Although I could have bought my own ISBN number, I chose not to, even with recently publishing two books through Createspace, (and ten through Kindle). I am in the business and have been for more than 20 years. Other than having published one book mainstream, co-written with my husband, the renowned Don Pendleton, (creator of the action/adventure genre) all of my books (and a few of Don’s) are self-published, and I have e-books and e-courses published under contract with a publisher.

My books are my copyright. I receive royalties on all my sales. I can purchase author copies in the same way I could with mainstream publishers at a discount. The one thing I did not have was an advance against royalties on each book but the royalty rates are far above what a mainstream publisher gives authors, and I receive my royalties in a timely manner.

The distortion of what used to be called “vanity publishing,” where you went to a print shop and had 5,000 or 20,000 copies of a book published for thousands of dollars, and then had to store the books in the garage, qualifies as vanity publishing. Publishing a quality, well-written book, and paying a nominal set up fee for print on demand or electronic format should not be considered vanity publishing. But in recent years, both main-stream publishing and some agents frown on POD and self-publishing because they will be out of a job if they do not have books to sell when authors chose to sell their own books and control them in whatever way they choose.

Paying a nominal fee of $39 or free (Createspace), or less than $100, as I did (with iUniverse in 2000-2002) does not make my books any less valuable than yours or anyone else’s.

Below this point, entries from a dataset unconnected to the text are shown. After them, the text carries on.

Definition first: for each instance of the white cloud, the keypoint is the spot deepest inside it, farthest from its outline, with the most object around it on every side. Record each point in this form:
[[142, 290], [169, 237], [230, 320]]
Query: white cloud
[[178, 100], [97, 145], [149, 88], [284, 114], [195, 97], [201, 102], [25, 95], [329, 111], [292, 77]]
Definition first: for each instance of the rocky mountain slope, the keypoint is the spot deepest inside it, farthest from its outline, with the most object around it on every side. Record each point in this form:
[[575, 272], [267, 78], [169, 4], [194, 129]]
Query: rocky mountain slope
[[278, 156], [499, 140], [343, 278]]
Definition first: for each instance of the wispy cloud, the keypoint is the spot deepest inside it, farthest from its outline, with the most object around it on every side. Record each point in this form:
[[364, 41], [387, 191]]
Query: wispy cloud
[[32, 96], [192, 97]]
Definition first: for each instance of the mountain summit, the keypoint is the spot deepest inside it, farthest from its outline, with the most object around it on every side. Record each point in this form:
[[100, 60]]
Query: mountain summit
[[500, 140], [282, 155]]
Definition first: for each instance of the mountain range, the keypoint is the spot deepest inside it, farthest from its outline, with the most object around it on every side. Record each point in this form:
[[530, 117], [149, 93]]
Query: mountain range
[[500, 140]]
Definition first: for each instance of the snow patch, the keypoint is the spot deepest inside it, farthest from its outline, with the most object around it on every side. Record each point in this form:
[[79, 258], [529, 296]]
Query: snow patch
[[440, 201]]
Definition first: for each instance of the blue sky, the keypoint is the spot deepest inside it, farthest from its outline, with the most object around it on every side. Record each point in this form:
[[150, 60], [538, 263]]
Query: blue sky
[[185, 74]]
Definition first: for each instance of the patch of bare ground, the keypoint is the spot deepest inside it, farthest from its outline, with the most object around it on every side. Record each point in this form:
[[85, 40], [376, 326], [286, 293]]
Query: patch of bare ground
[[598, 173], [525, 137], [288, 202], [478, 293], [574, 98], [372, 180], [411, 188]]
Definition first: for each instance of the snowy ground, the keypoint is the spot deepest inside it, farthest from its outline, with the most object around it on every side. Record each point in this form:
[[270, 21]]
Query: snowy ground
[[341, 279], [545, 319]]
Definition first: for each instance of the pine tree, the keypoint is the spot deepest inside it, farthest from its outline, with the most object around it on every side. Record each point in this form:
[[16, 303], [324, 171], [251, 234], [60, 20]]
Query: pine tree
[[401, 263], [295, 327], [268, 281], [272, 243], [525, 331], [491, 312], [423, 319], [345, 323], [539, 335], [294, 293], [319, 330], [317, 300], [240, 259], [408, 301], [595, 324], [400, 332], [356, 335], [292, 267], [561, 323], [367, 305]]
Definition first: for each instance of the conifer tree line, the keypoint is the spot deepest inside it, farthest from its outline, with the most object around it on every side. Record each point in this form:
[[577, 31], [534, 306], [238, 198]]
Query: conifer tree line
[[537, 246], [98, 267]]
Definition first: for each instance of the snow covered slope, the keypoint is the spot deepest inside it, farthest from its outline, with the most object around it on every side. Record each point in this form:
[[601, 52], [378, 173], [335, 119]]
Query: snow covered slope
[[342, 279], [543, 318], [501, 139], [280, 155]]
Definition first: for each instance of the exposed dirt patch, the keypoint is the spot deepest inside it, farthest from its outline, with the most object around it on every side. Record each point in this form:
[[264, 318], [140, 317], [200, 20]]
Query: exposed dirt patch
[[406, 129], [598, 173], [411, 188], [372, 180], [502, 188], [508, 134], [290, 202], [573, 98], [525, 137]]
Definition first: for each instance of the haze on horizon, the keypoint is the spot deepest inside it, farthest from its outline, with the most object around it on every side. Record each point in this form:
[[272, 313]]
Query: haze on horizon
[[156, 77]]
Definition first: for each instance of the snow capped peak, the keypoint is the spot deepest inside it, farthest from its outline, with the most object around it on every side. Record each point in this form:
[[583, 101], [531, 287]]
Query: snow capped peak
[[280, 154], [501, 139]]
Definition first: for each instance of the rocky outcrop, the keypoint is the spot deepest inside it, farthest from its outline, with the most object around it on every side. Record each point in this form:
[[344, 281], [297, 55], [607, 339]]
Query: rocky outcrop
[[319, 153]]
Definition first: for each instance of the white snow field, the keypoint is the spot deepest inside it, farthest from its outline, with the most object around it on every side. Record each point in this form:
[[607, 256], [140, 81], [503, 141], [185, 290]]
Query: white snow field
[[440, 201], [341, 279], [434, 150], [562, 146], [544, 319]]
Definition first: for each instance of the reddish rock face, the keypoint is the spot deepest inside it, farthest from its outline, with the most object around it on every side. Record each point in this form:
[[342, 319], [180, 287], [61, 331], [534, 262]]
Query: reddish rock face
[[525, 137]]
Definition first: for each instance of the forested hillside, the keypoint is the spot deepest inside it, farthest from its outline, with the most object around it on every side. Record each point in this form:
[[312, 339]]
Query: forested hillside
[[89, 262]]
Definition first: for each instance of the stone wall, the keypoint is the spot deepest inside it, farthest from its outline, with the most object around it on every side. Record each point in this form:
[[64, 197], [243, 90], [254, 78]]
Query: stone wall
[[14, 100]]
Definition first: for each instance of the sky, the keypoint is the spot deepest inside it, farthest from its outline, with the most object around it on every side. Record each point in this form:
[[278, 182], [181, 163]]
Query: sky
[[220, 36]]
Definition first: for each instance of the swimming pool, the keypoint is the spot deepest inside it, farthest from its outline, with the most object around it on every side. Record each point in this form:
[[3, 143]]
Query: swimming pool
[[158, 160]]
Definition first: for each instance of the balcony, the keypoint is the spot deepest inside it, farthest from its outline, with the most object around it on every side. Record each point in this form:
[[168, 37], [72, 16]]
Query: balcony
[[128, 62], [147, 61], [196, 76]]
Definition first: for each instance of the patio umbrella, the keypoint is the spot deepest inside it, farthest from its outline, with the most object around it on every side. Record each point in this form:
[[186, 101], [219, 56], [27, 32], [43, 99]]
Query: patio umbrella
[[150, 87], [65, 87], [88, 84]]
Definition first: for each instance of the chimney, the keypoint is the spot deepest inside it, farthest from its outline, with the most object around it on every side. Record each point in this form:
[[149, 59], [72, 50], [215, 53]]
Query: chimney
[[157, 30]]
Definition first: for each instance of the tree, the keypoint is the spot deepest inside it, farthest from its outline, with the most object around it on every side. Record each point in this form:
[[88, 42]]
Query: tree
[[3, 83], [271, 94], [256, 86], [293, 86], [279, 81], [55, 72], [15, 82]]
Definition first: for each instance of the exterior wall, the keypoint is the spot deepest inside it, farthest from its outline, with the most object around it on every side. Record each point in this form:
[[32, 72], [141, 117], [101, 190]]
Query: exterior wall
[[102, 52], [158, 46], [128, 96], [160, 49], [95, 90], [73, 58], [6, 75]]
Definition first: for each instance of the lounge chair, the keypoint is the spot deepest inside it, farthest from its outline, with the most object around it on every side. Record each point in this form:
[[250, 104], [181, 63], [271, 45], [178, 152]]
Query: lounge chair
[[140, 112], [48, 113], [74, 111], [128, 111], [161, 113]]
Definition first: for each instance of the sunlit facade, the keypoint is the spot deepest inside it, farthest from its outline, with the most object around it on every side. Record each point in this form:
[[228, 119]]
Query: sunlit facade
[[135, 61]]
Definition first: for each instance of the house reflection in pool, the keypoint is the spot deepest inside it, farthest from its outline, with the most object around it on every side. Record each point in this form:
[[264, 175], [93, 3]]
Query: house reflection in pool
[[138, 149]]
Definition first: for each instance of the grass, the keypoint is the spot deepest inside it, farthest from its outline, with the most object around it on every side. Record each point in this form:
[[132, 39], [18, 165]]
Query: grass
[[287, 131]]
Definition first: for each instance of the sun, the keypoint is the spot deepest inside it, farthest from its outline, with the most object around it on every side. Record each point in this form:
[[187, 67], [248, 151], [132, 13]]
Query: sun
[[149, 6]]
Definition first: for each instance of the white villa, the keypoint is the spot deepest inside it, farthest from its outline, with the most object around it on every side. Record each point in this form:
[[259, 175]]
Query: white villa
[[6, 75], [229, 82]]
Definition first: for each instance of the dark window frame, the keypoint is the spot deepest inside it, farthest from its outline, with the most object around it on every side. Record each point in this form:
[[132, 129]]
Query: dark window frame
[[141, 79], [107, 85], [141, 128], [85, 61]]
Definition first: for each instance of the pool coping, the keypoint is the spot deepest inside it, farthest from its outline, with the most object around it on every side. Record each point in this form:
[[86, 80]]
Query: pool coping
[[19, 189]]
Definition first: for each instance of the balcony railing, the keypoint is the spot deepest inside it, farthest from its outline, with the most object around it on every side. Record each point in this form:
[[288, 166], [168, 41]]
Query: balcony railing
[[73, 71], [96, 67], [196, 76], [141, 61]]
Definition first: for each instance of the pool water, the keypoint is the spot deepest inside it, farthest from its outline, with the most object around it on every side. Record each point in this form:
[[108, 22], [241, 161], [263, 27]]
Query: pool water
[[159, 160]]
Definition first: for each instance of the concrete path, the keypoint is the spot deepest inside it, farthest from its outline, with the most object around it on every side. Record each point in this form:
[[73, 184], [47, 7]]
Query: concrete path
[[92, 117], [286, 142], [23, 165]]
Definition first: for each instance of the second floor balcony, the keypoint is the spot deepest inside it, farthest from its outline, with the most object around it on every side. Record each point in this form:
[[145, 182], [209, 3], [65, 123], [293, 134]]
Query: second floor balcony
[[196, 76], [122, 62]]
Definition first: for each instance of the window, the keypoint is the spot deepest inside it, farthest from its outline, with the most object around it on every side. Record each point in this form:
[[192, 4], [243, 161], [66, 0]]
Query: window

So your self-published book is the same thing as others who have used POD publishers. I assume you receive all the profit on your book but you do have to deal with wholesale discounts just like I do, through bookstores.

If a new writer decides to have a book edited, a cover made, and pay for distribution and other services given by some of these companies that you refer to, it does not mean the book is of bad quality, or is not a good book. There are many good writers that are not published. And there are many good writers who are choosing to put their own books out there.

My husband was a best-selling author for many years, and yes, he was ripped off by his publishers, time and again, and often over the years had to fight to collect royalties. And for a professional writer, that takes time away from what one loves to do, and that is write.